PARIS.- Since the early 1980s, Sophie Ristelhueber has been one of the most original and significant proponents of a new approach that has moved documentary photography towards into a more poetical, political and aesthetic territory. This shift in values, applied to the codes of representation of the real, has significantly changed the space in which the conception, production and reception of photographic images are negotiated.
Indeed, most of Ristelhuebers pieces force viewers out of their passive role of observer, turning them into witnesses and judges of the tension that is created between the visually obvious, truth and representation. Ristelhuebers highly structured work is inscribed in this same interstitial space, at the frontier between proof and verdict, or between index and doubt.
The artist thus simultaneously explores several different territories of conflict: those where the politics of the representation of a given space and place are renegotiated, and those where viewers are torn between their personal experience, their capacity for critical judgement and the pressure exerted by the dominant politics of representation.

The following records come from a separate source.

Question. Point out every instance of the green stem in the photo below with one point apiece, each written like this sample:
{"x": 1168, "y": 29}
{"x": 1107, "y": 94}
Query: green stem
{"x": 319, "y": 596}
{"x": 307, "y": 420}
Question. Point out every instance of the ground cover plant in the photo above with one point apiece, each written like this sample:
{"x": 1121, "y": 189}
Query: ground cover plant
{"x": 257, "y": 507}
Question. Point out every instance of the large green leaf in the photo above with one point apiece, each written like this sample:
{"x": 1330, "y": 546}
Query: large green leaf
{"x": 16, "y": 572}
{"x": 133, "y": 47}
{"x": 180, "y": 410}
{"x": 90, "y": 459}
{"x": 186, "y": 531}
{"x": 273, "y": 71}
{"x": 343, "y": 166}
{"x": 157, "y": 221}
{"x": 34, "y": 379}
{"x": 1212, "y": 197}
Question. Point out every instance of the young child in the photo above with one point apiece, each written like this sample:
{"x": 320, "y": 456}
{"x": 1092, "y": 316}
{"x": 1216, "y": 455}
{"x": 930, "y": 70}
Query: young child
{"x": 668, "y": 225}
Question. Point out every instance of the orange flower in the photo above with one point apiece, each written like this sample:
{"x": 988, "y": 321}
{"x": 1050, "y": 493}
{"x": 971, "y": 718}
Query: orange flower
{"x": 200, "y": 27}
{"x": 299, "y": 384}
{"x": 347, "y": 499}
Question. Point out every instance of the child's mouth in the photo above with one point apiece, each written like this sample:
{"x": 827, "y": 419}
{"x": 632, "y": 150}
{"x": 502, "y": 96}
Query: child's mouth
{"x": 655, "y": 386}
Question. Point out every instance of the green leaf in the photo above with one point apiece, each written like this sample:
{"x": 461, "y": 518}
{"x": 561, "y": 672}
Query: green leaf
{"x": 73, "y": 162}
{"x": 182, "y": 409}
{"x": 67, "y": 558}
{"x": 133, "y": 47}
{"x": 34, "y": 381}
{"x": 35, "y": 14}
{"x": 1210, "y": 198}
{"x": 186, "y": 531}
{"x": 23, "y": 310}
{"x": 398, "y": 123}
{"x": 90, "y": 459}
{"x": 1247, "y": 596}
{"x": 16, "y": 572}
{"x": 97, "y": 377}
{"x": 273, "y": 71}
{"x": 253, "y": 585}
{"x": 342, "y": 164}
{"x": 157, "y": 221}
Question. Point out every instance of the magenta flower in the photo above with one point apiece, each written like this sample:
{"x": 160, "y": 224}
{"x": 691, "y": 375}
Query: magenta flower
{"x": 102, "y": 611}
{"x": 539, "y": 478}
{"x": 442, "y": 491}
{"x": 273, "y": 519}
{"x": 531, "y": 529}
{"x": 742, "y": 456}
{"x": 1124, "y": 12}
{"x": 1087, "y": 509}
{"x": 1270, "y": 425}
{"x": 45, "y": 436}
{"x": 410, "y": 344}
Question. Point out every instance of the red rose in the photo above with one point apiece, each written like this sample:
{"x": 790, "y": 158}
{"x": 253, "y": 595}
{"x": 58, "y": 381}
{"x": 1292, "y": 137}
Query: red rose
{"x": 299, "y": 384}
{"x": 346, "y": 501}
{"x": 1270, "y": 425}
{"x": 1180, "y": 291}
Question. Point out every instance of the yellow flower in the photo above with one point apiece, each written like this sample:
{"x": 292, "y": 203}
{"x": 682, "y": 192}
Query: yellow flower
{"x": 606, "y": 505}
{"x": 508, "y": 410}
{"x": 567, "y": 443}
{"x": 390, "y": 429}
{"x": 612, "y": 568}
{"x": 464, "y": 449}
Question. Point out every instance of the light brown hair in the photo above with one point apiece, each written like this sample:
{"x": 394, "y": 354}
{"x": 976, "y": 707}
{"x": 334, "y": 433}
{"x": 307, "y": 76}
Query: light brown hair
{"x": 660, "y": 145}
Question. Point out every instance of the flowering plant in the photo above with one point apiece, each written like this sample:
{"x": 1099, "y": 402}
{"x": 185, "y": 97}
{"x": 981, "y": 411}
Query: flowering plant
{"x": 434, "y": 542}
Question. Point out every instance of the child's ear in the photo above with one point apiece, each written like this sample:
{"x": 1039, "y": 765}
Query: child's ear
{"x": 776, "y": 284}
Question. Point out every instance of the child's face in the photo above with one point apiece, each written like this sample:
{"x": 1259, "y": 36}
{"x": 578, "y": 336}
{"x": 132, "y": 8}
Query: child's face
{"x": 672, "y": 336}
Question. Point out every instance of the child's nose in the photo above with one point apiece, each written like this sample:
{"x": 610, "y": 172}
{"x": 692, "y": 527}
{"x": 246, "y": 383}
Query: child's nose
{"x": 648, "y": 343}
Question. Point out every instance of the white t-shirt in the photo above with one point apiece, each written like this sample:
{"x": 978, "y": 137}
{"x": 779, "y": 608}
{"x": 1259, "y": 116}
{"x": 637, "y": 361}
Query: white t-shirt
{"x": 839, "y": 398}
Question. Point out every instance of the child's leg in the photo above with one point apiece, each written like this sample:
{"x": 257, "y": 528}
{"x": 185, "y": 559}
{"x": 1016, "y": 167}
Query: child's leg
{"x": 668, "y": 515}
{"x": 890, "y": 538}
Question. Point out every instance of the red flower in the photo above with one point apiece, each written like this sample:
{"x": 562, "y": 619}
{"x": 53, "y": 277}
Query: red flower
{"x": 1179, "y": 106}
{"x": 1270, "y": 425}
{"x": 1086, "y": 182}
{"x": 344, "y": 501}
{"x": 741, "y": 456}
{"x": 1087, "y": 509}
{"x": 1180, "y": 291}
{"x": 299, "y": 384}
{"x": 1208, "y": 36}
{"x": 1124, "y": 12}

In this crossfire, between what we see and what we know, Ristelhuebers images make no attempt to impose a judgement or organise our looking, but seek, rather, to elaborate multiple narratives that offer a range of stimulating new possibilities. Image after image, project by project, fundamental themes such as the perturbation of memory, the insanity of power and the obscenity of human suffering are explored not from the angle of fatality or excess, but in relation to their discreet inscription in the inexorable process of life. Or, to quote Spanish writer Enrique Vila-Matas, as if they were little serious afflictions.